Los contactos se cuentan una vez, independientemente de en cuántos segmentos estén, lo que abarata la experimentación. Algunas funciones que antes estaban incluidas, como el análisis predictivo y las recomendaciones avanzadas de productos, ahora requieren un gasto mayor. Aun así, la curva de costes es más fácil de predecir.
Entonces, ¿cuál tiene sentido?
Si quieres el precio de entrada más bajo y sobre todo enviar campañas sencillas, Mailchimp puede funcionar. Si dependes de la segmentación, la automatización solapada y la segmentación por ciclo de vida, opta por Klaviyo. Tiene menos sorpresas de precios, lo que es muy importante cuando las marcas de comercio electrónico empiezan a escalar.

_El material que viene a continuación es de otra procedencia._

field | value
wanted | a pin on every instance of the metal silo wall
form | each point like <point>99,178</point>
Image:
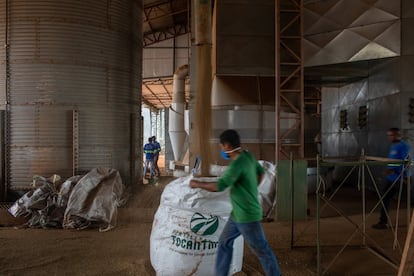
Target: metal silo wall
<point>64,56</point>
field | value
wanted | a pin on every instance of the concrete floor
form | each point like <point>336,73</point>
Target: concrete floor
<point>125,249</point>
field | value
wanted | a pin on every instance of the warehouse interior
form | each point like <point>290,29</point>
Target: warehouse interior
<point>312,86</point>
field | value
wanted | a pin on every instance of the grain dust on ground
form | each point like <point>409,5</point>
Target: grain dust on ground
<point>125,250</point>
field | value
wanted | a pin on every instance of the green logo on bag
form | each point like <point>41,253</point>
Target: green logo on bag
<point>204,225</point>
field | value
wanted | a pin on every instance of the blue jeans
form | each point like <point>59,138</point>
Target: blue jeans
<point>253,234</point>
<point>150,163</point>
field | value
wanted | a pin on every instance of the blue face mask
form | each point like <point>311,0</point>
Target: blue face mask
<point>225,155</point>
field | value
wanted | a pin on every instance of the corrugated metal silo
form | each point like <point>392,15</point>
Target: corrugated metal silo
<point>73,86</point>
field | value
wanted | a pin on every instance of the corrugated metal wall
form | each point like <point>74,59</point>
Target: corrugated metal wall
<point>71,55</point>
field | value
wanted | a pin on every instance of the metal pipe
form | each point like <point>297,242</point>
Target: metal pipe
<point>176,127</point>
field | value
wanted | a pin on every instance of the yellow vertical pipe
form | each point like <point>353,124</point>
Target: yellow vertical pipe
<point>202,112</point>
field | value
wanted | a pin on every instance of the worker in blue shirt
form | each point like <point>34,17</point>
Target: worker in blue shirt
<point>399,150</point>
<point>149,157</point>
<point>157,150</point>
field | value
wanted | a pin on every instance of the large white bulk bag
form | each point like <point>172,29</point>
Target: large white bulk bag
<point>186,230</point>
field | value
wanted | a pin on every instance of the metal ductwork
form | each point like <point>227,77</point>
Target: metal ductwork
<point>176,112</point>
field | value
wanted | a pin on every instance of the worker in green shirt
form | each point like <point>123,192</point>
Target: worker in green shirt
<point>242,177</point>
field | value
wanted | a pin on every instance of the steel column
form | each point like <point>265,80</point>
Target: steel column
<point>289,78</point>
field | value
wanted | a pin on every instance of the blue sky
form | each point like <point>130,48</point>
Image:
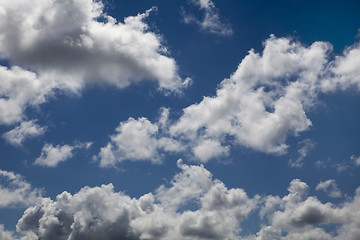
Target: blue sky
<point>182,119</point>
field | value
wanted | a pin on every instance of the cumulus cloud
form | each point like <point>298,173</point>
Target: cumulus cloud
<point>262,103</point>
<point>330,187</point>
<point>102,213</point>
<point>5,235</point>
<point>51,155</point>
<point>20,89</point>
<point>211,21</point>
<point>66,45</point>
<point>193,205</point>
<point>16,191</point>
<point>25,130</point>
<point>139,140</point>
<point>306,146</point>
<point>355,160</point>
<point>75,42</point>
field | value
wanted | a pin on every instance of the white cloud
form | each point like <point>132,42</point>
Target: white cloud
<point>25,130</point>
<point>265,101</point>
<point>15,191</point>
<point>355,160</point>
<point>211,21</point>
<point>19,89</point>
<point>102,213</point>
<point>5,235</point>
<point>306,146</point>
<point>51,155</point>
<point>330,187</point>
<point>65,45</point>
<point>75,42</point>
<point>138,140</point>
<point>192,206</point>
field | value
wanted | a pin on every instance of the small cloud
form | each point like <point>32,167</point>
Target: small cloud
<point>355,160</point>
<point>51,155</point>
<point>211,21</point>
<point>330,188</point>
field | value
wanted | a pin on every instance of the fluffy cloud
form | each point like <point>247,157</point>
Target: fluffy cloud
<point>75,42</point>
<point>5,235</point>
<point>355,160</point>
<point>265,101</point>
<point>100,212</point>
<point>211,21</point>
<point>19,89</point>
<point>51,155</point>
<point>65,45</point>
<point>306,146</point>
<point>25,130</point>
<point>15,191</point>
<point>138,140</point>
<point>330,187</point>
<point>192,206</point>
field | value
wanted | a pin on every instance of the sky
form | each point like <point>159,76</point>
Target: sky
<point>182,119</point>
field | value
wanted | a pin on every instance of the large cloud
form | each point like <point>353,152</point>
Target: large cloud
<point>27,129</point>
<point>101,213</point>
<point>265,100</point>
<point>192,206</point>
<point>68,44</point>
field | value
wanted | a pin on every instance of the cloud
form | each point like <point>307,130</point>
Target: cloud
<point>20,89</point>
<point>5,235</point>
<point>16,191</point>
<point>330,187</point>
<point>76,43</point>
<point>138,140</point>
<point>67,45</point>
<point>263,102</point>
<point>211,21</point>
<point>51,155</point>
<point>25,130</point>
<point>102,213</point>
<point>355,160</point>
<point>306,146</point>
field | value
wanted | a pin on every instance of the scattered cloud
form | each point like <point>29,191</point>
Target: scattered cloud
<point>100,212</point>
<point>65,45</point>
<point>355,160</point>
<point>306,146</point>
<point>211,21</point>
<point>51,155</point>
<point>330,187</point>
<point>16,191</point>
<point>25,130</point>
<point>139,140</point>
<point>259,106</point>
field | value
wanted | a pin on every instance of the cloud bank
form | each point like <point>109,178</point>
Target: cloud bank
<point>193,206</point>
<point>66,45</point>
<point>265,100</point>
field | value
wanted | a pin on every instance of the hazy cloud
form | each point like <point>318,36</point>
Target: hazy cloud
<point>51,155</point>
<point>25,130</point>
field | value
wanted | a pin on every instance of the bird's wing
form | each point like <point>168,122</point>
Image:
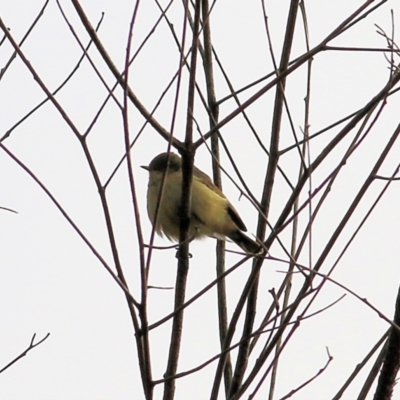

Es hora de elegir tu plataforma de email marketing
Estos son los puntos a tener en cuenta:
- Decide qué necesita tu estrategia de correo electrónico: ¿campañas rápidas o segmentación y automatización?
- Comprueba cómo funciona la plataforma mientras se ejecutan varias automatizaciones al mismo tiempo.
- Para fijar precios, entiende cómo se cuentan los contactos a medida que crece tu lista.
- No olvides pensar en el mantenimiento a largo plazo.
Puedes ejecutar una configuración sencilla en cualquiera de las plataformas y no tendrás problemas. Prueba, experimenta, siéntete cómodo con el funcionamiento de cada una y elige en función de lo que tenga sentido cuando las cosas se pongan movidas.